@sude_den_oykuler
|
Ayla Karahanlı'dan;
Dün gece Yiğit'in göğsünde yatmıştım ve bu bana o kadar güvenli gelmişti ki...
Sabah uyandığımda canım o kadar çok yanıyordu ki ama artık içimde endişe yoktu çünkü yanımda Yiğit Karahanlı vardı.
Eğer Yiğit Karahanlı varsa endişe, korku yoktu...
"Ne düşünüyorsun yine sabah sabah?"
Düşüncelerimden sıyrılıp Yiğit'e döndüm.
"Hiç!"
Yatakta oturur pozisyona geçti ve bende aynı şekilde oturur pozisyona geçtim.
"Ayla artık bana yaşadıklarının anlatma zamanı gelmedi mi?"
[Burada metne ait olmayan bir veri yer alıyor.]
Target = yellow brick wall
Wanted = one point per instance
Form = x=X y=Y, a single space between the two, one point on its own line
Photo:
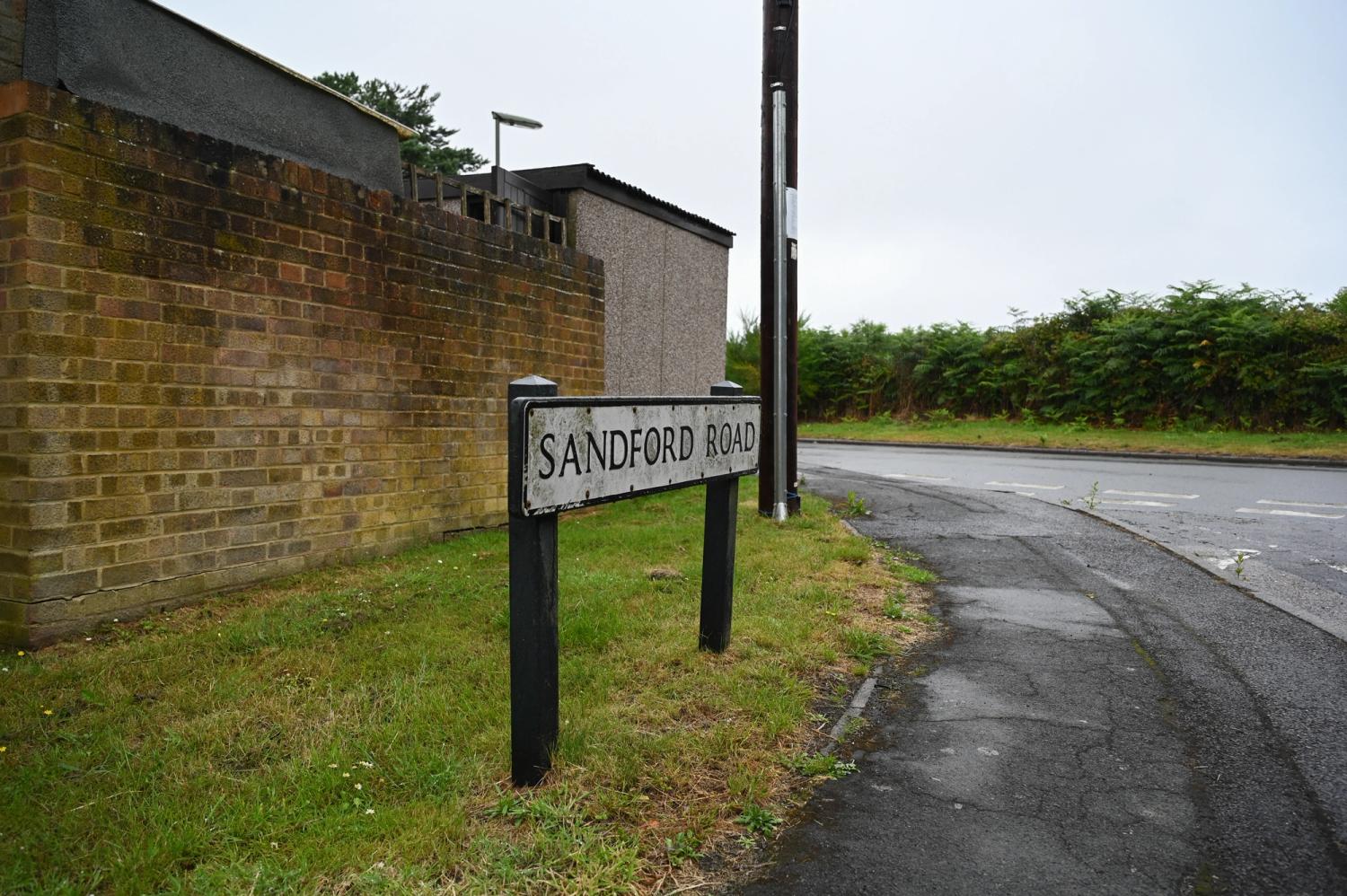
x=220 y=366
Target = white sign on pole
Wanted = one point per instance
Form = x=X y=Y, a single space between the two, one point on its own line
x=584 y=452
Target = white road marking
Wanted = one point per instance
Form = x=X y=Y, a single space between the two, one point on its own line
x=1185 y=497
x=1137 y=503
x=1333 y=507
x=916 y=476
x=1317 y=516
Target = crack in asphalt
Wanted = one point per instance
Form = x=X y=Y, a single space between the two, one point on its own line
x=1104 y=718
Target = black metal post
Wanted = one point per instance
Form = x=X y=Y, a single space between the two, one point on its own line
x=533 y=610
x=722 y=505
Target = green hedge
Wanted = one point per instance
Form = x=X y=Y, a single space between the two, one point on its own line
x=1201 y=355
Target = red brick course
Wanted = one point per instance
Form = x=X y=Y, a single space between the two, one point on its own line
x=217 y=366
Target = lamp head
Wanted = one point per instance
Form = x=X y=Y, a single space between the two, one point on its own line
x=516 y=120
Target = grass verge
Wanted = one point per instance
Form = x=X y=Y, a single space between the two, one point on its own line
x=1079 y=435
x=347 y=731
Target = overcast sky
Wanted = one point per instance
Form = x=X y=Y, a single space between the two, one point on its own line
x=956 y=156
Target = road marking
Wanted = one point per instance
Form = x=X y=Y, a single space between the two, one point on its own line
x=1026 y=486
x=1317 y=516
x=1137 y=503
x=916 y=476
x=1333 y=507
x=1185 y=497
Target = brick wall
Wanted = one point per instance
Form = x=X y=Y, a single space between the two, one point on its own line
x=221 y=366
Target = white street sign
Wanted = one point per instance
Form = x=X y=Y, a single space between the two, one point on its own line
x=578 y=452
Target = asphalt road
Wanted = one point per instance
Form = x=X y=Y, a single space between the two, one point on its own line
x=1280 y=531
x=1104 y=717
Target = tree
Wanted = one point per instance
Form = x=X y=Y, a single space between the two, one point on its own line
x=430 y=147
x=1339 y=302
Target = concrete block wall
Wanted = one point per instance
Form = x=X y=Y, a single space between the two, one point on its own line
x=665 y=287
x=13 y=15
x=220 y=366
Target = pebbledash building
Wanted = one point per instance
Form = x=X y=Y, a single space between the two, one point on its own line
x=239 y=338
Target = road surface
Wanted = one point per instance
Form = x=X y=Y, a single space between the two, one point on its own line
x=1104 y=717
x=1277 y=530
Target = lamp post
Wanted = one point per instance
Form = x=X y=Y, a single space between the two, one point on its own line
x=515 y=121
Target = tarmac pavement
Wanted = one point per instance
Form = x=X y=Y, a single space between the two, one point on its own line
x=1105 y=717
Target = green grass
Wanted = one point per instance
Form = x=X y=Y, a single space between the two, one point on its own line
x=1077 y=435
x=348 y=729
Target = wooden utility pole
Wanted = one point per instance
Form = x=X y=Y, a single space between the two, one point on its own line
x=780 y=64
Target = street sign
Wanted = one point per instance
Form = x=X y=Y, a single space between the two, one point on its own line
x=568 y=453
x=579 y=452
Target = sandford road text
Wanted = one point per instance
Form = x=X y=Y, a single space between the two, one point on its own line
x=584 y=454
Gelmişti. Ama olanları anlatırsam nasıl tepki vereceğini bilmiyorum ve olanları anlatacak gücü kendimde bulamıyordum.
"Nasıl anlatacağımı bilmiyorum!"
"İki gün öncesinden başlayabilirsin mesela! Seni ne korkutuyor bilmiyorum ama korkma Ayla! Korkma çünkü ben varım yanında! Benim yanımda hiç kimse sana daha fazla zarar veremez."
"O gün, o g-gün babam..."
Yaşadıklarım tekrar tekrar gözümde canlanınca gözlerimden yaşlar akmaya başladı.
"Beni tec-"
"Tamam, tamam sus!"
Yiğit hızla ayağa kalkıp cama doğru yürüdü.
Ellerini saçlarının arasına aldı.
Bende o sırada delirmişcesine ağlıyordum.
Hızla yanıma oturup ellerini ellerime sardı.
"Neden bunu bana daha önce anlatmadın?"
"Anlatamadım, korktum."
"Böyle daha mı iyi oldu?"
"Hayır, özür dilerim."
"Şş tamam özür dileme. Devam edebilecek misin?"
"Bugün her şeyi, bilmen gereken her şeyi sana anlatacağım."
"Dinliyorum!"
Derin nefes alıp anlatmaya başladım.
"O gün sen gittikten sonra kapı çaldı. Ben sen geldin zannettim kapıyı açtığımda onu gördüm karşımda. Çok farklıydı bakışları bambaşkaydı."
Sakin olmaya çalıştıkça bu pek de mümkün olmuyordu.
"Sonra bir şeyler söylemeye başladı benim ona söylediğim lafları bana mislisi ile ödetecekmiş. Yapacağı pisliği anlayıp bahçeye çıkmaya çalıştım ama saçımdan tutup içeri çekti beni. Bağırdım, çığlık attım ama kimse gelmedi Yiğit!"
Bakışlarım Yiğit'e kaydığında gözleri dolu bir şekilde beni dinliyordu.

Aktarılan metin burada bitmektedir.